Mark Perlmutter, an orthopedic surgeon from North Carolina who worked at the same hospital as Sidhwa, noted that the most common wounds were one-or-more-millimeter entry and exit wounds.
“X-rays showed demolished bones with a pinhole wound on one side, and pinhole on the other, and a bone that looks like a tractor trailer drove over it,” he said. “The children we operated on, most of them had those small entrance and exit points.”
He observed that children hit by multiple pieces of tiny shards often died. “Most of the kids that survived had neurologic injuries and vascular injuries, a major cause for amputation,” Dr. Perlmutter explained. “When blood vessels or the nerves get hit, and (the injured person) comes in a day later, the leg is dead or the arm is [already] dead.”
Sanjay Adusumilli, an Australian surgeon who worked at the al-Aqsa hospital in April, recovered shrapnel made of small metal cubes about three millimeters wide while operating on a young boy. The wounds from fragmentation weapons, he said, are distinguished by shards of shrapnel destroying bone and organs while leaving just a scratch on the skin.
Explosives experts who reviewed pictures of the shrapnel and the doctors’ descriptions of the wounds said the shrapnel were consistent with bombs and shells fitted with a “fragmentation sleeve” around the explosive warhead in order to maximize casualties.
They noted that the use of these weapons has been documented in past Israeli offensives in Gaza.
The M329 shell is one of several weapons used by the Israeli army with added fragmentation. An illustration of the projectile shows that the M329 contains six sub-munitions, each of which contains explosives wrapped in a “fragmentation liner” made of tungsten cubes. When it explodes, the liner breaks apart and those cubes shoot out in all directions, covering a 20-meter radius.

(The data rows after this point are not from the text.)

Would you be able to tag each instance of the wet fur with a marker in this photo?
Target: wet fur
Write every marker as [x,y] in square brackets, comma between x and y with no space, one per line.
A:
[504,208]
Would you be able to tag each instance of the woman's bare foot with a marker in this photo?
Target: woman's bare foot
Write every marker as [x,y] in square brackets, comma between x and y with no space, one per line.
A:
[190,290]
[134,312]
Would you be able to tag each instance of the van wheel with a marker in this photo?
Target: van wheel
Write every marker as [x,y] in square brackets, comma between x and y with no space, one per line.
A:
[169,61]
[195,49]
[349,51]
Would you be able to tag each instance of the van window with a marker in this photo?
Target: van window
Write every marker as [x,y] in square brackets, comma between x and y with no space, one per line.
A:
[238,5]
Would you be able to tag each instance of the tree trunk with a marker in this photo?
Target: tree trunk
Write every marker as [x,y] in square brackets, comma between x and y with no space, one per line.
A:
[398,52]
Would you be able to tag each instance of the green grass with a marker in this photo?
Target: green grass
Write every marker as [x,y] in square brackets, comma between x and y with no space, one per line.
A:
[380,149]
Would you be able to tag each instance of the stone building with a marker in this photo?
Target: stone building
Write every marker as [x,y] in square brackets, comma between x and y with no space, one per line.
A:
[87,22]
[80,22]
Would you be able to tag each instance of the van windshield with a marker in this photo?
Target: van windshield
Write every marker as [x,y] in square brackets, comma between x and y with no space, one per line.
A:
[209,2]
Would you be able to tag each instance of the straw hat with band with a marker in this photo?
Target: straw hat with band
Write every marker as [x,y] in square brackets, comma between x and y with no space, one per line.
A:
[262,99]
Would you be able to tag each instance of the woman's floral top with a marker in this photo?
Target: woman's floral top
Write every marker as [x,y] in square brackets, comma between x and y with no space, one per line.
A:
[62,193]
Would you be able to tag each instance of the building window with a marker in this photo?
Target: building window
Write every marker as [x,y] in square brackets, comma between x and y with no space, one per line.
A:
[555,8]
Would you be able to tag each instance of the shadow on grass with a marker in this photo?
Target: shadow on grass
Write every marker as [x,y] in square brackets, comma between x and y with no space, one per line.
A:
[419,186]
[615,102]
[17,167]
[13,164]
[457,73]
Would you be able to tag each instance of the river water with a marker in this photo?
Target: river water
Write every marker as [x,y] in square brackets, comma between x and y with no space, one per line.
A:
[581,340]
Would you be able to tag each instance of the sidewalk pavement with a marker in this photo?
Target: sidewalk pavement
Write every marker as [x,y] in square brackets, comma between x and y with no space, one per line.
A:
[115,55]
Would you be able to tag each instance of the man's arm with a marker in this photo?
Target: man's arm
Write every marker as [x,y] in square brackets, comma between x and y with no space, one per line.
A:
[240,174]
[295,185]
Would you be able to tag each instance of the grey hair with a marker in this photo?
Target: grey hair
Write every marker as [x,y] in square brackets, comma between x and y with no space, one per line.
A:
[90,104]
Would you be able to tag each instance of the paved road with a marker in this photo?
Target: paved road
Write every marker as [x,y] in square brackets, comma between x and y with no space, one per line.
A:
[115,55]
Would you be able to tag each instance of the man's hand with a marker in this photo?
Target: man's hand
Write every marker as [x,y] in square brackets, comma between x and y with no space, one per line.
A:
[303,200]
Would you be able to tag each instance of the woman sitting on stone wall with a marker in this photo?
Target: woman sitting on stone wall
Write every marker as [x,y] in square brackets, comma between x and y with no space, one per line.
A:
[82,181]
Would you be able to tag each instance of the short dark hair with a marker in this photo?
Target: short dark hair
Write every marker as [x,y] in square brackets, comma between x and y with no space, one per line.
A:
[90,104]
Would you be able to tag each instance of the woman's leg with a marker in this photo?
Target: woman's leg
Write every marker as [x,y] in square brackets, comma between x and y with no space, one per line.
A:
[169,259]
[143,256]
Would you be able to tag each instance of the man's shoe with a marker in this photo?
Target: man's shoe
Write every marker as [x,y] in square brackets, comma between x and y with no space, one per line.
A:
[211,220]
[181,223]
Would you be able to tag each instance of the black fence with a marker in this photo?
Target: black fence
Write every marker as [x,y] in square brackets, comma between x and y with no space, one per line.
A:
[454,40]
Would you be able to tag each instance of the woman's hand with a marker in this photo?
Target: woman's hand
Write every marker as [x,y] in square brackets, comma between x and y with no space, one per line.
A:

Trevor Ball, a former US Army explosive ordnance disposal technician, explained that the explosive sprays out tiny cubes and ball bearings that are far more lethal than the blast itself.
“The balls and cubes provide the main fragmentation effect from these munitions, with munition casings providing a much smaller portion of the fragmentation effect. Most traditional artillery rounds and bombs rely on the munition casing itself rather than the added fragmentation liners,” Ball said.
He added that the cubes recovered by Dr. Adusumilli are typically found in Israeli-made weapons such as common types of Spike missiles fired from drones. Amnesty International affirmed that the identified ammunitions packed within metal cubes were used in Spike missiles on Gaza in 2009.
Another weapons expert, who declined to be named because he sometimes works for the US government, questioned the use of such weapons in Gaza areas crowded with civilians.
Why can’t human intelligence and resources be better employed than inventing, developing and using such deadly things?